お盆明けの胃もたれや食欲不振は、単なる一時的な食べ過ぎだけでなく、高脂肪食やアルコールの摂取によって胃の運動機能に一時的なブレーキがかかったり、生活リズムの変化が複雑に影響し合ったりして生じる、身体からの「休ませてほしい」というサインです

弱った胃を立て直すために、極端な絶食に走るのではなく、1回の量を減らし、脂質を避けた温かい食事をよく噛んで食べることから始めてみてください

次回は、今日からできる具体的な「胃の立て直し生活習慣」の実践方法や、胃もたれと胸やけの違い、店頭でよくご相談いただく「食べ過ぎ胃薬」「飲み過ぎ胃薬」「胃もたれ市販薬」などの正しい選び方の考え方、そして「絶対に様子見をしてはいけない医療機関を早期に受診すべき危険なサイン」について、消化器内科・専門医の知見も参考にしながら、分かりやすくお届けします。

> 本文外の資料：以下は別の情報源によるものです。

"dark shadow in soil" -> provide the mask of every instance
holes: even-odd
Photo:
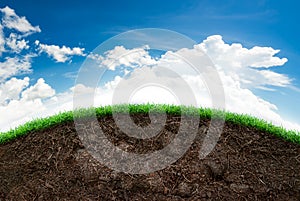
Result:
[[[132,118],[150,123],[147,115]],[[170,143],[180,117],[168,116],[165,129],[147,140],[122,133],[111,116],[99,122],[119,148],[149,153]],[[209,123],[200,120],[194,143],[176,163],[144,175],[101,165],[73,123],[30,133],[0,145],[0,200],[300,200],[300,145],[226,123],[213,152],[200,160]]]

胃が重くて薬の選び方に迷ったときや、自分に合う胃のむかつき薬をお探しの際は、どうぞお気軽にご相談くださいね。

参考

1. 日本消化器病学会 編. 「機能性消化管疾患診療ガイドライン2021―機能性ディスペプシア(FD)(改訂第2版)」

2. Qian W, et al. “The Roads of Rome for Functional Dyspepsia: From Rome I to Rome V.” Gut Medicine. 2026;2(2):86–97.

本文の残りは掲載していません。